Where does the time go?
I profiled the Rust extension with cargo flamegraph on the 24-body case. The breakdown:
- 58% — RK4 stage evaluation (4 force evaluations per step × 10,000 steps)
- 22% — constraint residual + Jacobian assembly
- 11% — Newton solver (inner iteration to enforce constraints at each RK4 stage)
- 9% — history buffer writes
The force evaluation is embarrassingly parallel — each body's derivative depends only on its neighbors in the constraint graph. I'm currently computing it serially. Adding Rayon-based parallelism to the RK4 stage evaluation is on the roadmap for 0.5; preliminary numbers suggest a 2–3× improvement on 8-core machines for assemblies of 20+ bodies.
NumPy isn't slow here for the reason you might think
The NumPy baseline isn't slow because of Python dispatch overhead per timestep — it's slow because the assembly-wide state vector is sparse and NumPy operates on dense arrays. At each RK4 stage, the force evaluation function touches maybe 6–8 non-zero entries in a 96-element Jacobian (for 48 bodies × 2 DOF). NumPy computes all 96 elements anyway. The Rust extension uses a sparse representation internally and skips the zeros. That's almost the entire 8× gap.
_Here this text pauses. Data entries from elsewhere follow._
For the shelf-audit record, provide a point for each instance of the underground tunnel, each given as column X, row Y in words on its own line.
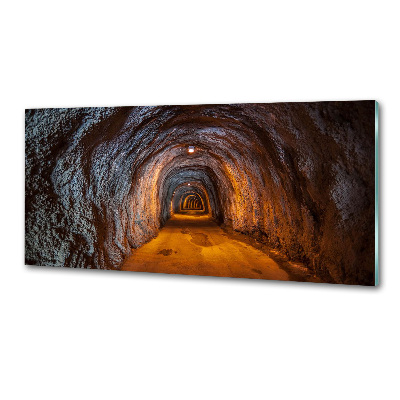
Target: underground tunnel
column 272, row 191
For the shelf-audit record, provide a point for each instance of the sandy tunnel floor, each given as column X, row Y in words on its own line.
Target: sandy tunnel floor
column 196, row 245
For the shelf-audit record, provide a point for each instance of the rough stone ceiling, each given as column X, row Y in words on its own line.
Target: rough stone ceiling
column 100, row 181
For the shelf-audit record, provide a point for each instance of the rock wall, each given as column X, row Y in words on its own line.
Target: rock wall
column 298, row 176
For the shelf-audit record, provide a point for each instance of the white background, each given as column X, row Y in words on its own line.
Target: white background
column 69, row 334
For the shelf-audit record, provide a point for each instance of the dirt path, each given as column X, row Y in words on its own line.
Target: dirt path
column 196, row 245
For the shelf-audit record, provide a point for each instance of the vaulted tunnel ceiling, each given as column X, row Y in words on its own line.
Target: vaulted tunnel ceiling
column 101, row 181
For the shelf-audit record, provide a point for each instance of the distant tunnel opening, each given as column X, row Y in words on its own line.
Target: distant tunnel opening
column 103, row 181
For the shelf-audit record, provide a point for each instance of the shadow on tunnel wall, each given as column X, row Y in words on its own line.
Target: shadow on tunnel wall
column 297, row 177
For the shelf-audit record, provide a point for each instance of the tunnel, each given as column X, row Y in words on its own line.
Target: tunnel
column 296, row 178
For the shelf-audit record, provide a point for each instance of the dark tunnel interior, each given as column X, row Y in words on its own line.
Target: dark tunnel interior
column 298, row 177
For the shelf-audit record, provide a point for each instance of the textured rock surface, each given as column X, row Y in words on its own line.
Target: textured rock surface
column 299, row 176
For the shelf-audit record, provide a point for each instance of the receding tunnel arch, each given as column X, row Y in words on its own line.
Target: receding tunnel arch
column 191, row 201
column 101, row 181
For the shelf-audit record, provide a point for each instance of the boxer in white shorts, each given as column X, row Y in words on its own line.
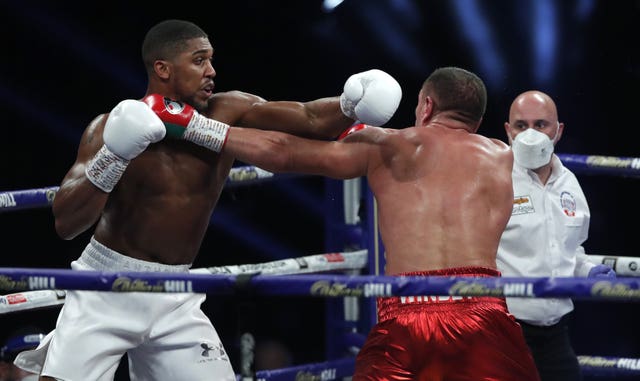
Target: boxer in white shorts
column 144, row 325
column 148, row 176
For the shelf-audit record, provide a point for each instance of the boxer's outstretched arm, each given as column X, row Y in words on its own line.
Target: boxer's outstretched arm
column 281, row 152
column 78, row 203
column 371, row 97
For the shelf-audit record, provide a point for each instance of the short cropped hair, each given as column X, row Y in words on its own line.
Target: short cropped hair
column 458, row 90
column 167, row 39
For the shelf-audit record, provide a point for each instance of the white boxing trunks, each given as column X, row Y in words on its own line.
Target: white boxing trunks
column 167, row 336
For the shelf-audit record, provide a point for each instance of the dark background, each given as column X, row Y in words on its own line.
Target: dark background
column 63, row 64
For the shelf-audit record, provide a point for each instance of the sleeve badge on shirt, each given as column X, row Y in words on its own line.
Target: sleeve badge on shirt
column 522, row 205
column 568, row 204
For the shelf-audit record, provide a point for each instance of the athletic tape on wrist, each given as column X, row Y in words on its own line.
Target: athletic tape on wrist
column 105, row 169
column 206, row 132
column 348, row 107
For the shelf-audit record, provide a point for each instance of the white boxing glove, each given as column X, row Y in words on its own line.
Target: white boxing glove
column 130, row 128
column 371, row 97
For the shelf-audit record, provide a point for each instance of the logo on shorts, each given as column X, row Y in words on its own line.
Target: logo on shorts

If you're hitting performance limits and can't use the GPU path, try reducing dt with integrator="verlet" for steady-state simulations — Verlet is cheaper per step and often allows 2× larger timesteps for energy-conserving systems.
Running the benchmarks yourself
pip install "molenspin[dev]"
python -m molenspin.bench --sizes 4,12,24,48 --duration 10 --dt 1e-3
Results are written to bench_results.json. PRs with benchmark results from other hardware are very welcome.